結果だけを見れば、最終日単体ではわずかにプラス。
ですが、その数字に意味はありません。
それが今回の旅全体の負けを前にして、
どれほど小さな波なのかは、嫌というほど分かっていました。
初心者の方がよく誤解するポイントですが、
「今日は勝っている」という感覚と、「今回の旅は負けている」という事実は、まったく別物です。
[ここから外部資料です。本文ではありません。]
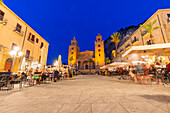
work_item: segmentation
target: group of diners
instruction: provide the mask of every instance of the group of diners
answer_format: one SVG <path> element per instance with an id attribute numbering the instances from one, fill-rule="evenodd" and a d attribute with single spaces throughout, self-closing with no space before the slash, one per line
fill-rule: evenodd
<path id="1" fill-rule="evenodd" d="M 67 72 L 61 70 L 41 71 L 37 69 L 27 70 L 25 72 L 18 72 L 17 74 L 8 72 L 0 72 L 0 90 L 4 87 L 20 84 L 20 88 L 27 84 L 33 86 L 35 84 L 44 84 L 48 82 L 57 82 L 66 79 Z M 22 85 L 23 84 L 23 85 Z"/>
<path id="2" fill-rule="evenodd" d="M 106 72 L 106 71 L 105 71 Z M 108 71 L 110 76 L 118 76 L 119 80 L 133 80 L 134 83 L 156 84 L 170 83 L 170 63 L 166 67 L 159 63 L 150 64 L 148 67 L 144 63 L 130 65 L 128 67 L 115 68 L 113 71 Z"/>

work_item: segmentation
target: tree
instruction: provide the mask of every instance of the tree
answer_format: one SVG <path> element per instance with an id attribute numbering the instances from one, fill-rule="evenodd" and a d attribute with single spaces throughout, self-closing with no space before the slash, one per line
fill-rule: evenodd
<path id="1" fill-rule="evenodd" d="M 89 59 L 88 59 L 88 62 L 89 62 L 89 64 L 90 64 L 90 68 L 89 68 L 89 69 L 90 69 L 90 73 L 91 73 L 91 67 L 92 67 L 91 64 L 93 63 L 93 60 L 92 60 L 91 58 L 89 58 Z"/>
<path id="2" fill-rule="evenodd" d="M 109 60 L 109 57 L 107 57 L 107 58 L 105 59 L 105 62 L 106 62 L 106 64 L 110 64 L 110 63 L 111 63 L 111 60 Z"/>
<path id="3" fill-rule="evenodd" d="M 114 42 L 114 43 L 115 43 L 115 46 L 116 46 L 116 56 L 117 56 L 117 46 L 118 46 L 118 44 L 119 44 L 119 42 L 120 42 L 119 37 L 120 37 L 120 33 L 118 33 L 118 32 L 113 33 L 113 34 L 111 35 L 111 38 L 112 38 L 111 42 Z"/>
<path id="4" fill-rule="evenodd" d="M 155 38 L 154 38 L 152 32 L 155 31 L 156 29 L 161 29 L 160 26 L 153 27 L 156 22 L 157 22 L 157 20 L 154 20 L 152 23 L 149 22 L 148 24 L 141 25 L 141 27 L 143 27 L 145 29 L 145 31 L 143 31 L 142 34 L 148 33 L 150 35 L 150 40 L 151 40 L 152 44 L 155 44 L 155 41 L 154 41 Z"/>

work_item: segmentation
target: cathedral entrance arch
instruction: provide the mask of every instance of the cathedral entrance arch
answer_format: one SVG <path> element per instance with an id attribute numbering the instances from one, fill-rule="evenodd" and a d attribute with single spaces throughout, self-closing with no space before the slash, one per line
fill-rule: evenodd
<path id="1" fill-rule="evenodd" d="M 8 71 L 8 70 L 11 70 L 11 68 L 12 68 L 12 59 L 8 58 L 5 62 L 4 70 Z"/>

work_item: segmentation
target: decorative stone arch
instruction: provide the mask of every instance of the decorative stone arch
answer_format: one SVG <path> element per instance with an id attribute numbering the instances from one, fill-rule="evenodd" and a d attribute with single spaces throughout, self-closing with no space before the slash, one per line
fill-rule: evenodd
<path id="1" fill-rule="evenodd" d="M 8 70 L 11 70 L 12 68 L 12 58 L 8 58 L 6 61 L 5 61 L 5 66 L 4 66 L 4 70 L 5 71 L 8 71 Z"/>

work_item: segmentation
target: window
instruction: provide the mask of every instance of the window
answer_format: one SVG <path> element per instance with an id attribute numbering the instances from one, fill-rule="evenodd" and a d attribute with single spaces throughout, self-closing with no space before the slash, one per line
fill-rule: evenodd
<path id="1" fill-rule="evenodd" d="M 29 56 L 30 56 L 30 50 L 27 50 L 26 51 L 26 58 L 29 58 Z"/>
<path id="2" fill-rule="evenodd" d="M 28 36 L 28 40 L 34 42 L 34 40 L 35 40 L 35 35 L 33 35 L 33 34 L 30 33 L 29 36 Z"/>
<path id="3" fill-rule="evenodd" d="M 11 50 L 14 50 L 14 47 L 16 47 L 16 46 L 17 46 L 17 44 L 12 43 Z"/>
<path id="4" fill-rule="evenodd" d="M 3 20 L 4 15 L 5 15 L 5 13 L 4 13 L 3 11 L 1 11 L 1 10 L 0 10 L 0 21 L 2 21 L 2 20 Z"/>
<path id="5" fill-rule="evenodd" d="M 31 41 L 34 42 L 35 35 L 32 35 Z"/>
<path id="6" fill-rule="evenodd" d="M 17 23 L 17 26 L 16 26 L 16 29 L 15 29 L 15 30 L 20 33 L 20 32 L 21 32 L 21 29 L 22 29 L 22 26 Z"/>
<path id="7" fill-rule="evenodd" d="M 39 61 L 39 63 L 41 63 L 41 56 L 39 56 L 39 60 L 38 61 Z"/>
<path id="8" fill-rule="evenodd" d="M 170 14 L 167 14 L 168 15 L 168 22 L 170 22 Z"/>
<path id="9" fill-rule="evenodd" d="M 42 48 L 44 46 L 44 43 L 43 42 L 41 42 L 41 46 L 40 46 L 40 48 Z"/>
<path id="10" fill-rule="evenodd" d="M 36 38 L 36 42 L 37 42 L 37 43 L 39 42 L 39 39 L 38 39 L 38 38 Z"/>

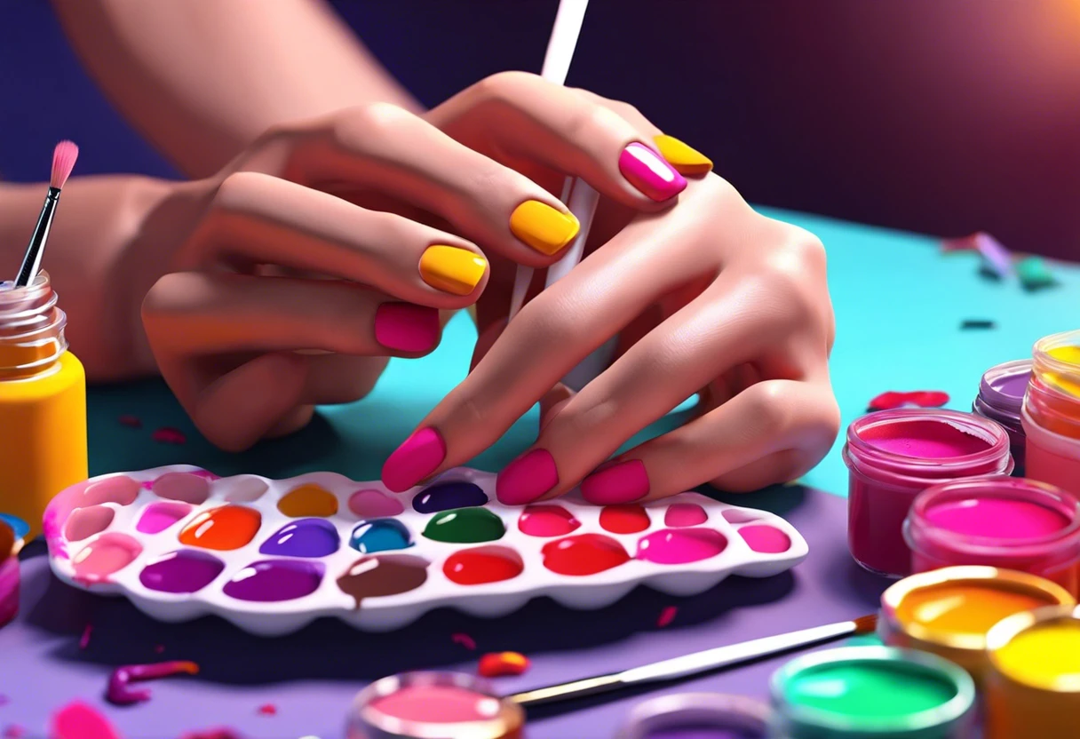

長く打っていると、この二つを意識的に切り離さないと、判断を誤ります。
今回は、その境界線がはっきり見えていました。
最後の勝負、それは希望ではなかった
最後に一勝負だけ、そう思ってチップを出しました。
ですが、それは「取り返せるかもしれない」という期待ではありません。
むしろ逆です。
「ここで終わるなら、ここで終わろう」
そういう覚悟に近い感覚でした。
カードは淡々とめくられ、
ディーラーの声は感情を含まず、
結果だけが、静かに示されます。
負け。
追いかける気持ちは起きませんでした。
もう十分だと、身体の方が理解していたのだと思います。
チップをまとめ、テーブルを離れた瞬間、
肩の力が抜けるのを感じました。
これで、一旦マカオを離れる
今回のマカオは、ここまで。
そう決めました。
負けたからではありません。
正確に言えば、負けきったからです。
中途半端な未練も、まだいけるという錯覚も残っていない。
カジノから距離を取るには、
これ以上ないタイミングだったと思います。

香港国際空港まではバスで移動。
窓の外に流れていくマカオの街並みは、
来たときよりもずっと現実的に見えました。

香港国際空港から、香港エクスプレスで東京へ。
機内の簡素な空間が、
この旅が「非日常」だったことを、改めて教えてくれます。
なぜ、それでもカジノは忘れがたいのか
これだけ負けても、なお考えてしまいます。
なぜ人は、カジノに惹かれるのか。
答えは、勝ち負けの外側にあります。
カジノでは、自分の判断の質が、結果として露骨に表れる。
言い訳も、環境のせいにもできません。
冷静さを失った瞬間。
引き際を誤った判断。
自分は大丈夫だと思った慢心。
それらが、すべて数字として返ってきます。
これほど正直な場所は、そう多くありません。
今回の遠征で残ったもの
今回のマカオ遠征は、
カジノ人生最大の負けとなりました。
ですが同時に、
「どこで終わるべきか」を、自分で選べた旅でもありました。
最終日に少し勝ったからといって、
流れが変わったわけではありません。
むしろ、取り返せないと分かった上でテーブルに座れたことが、
今回いちばん価値のある体験だったように思います。
旅の終わりに
カジノは、夢を見せてくれる場所であると同時に、
現実を突きつける場所でもあります。
今回、私は一旦マカオを離れます。
それがいつまでなのかは、分かりません。
ただ、勝ち負けだけでは語れない時間を、
確かにこの街で過ごしました。
それで十分だと思えるところまで来た。
この旅は、そういう終わり方でした。
静かな余韻とともに、
2025年5月のマカオカジノ旅記は、ここで幕を下ろします。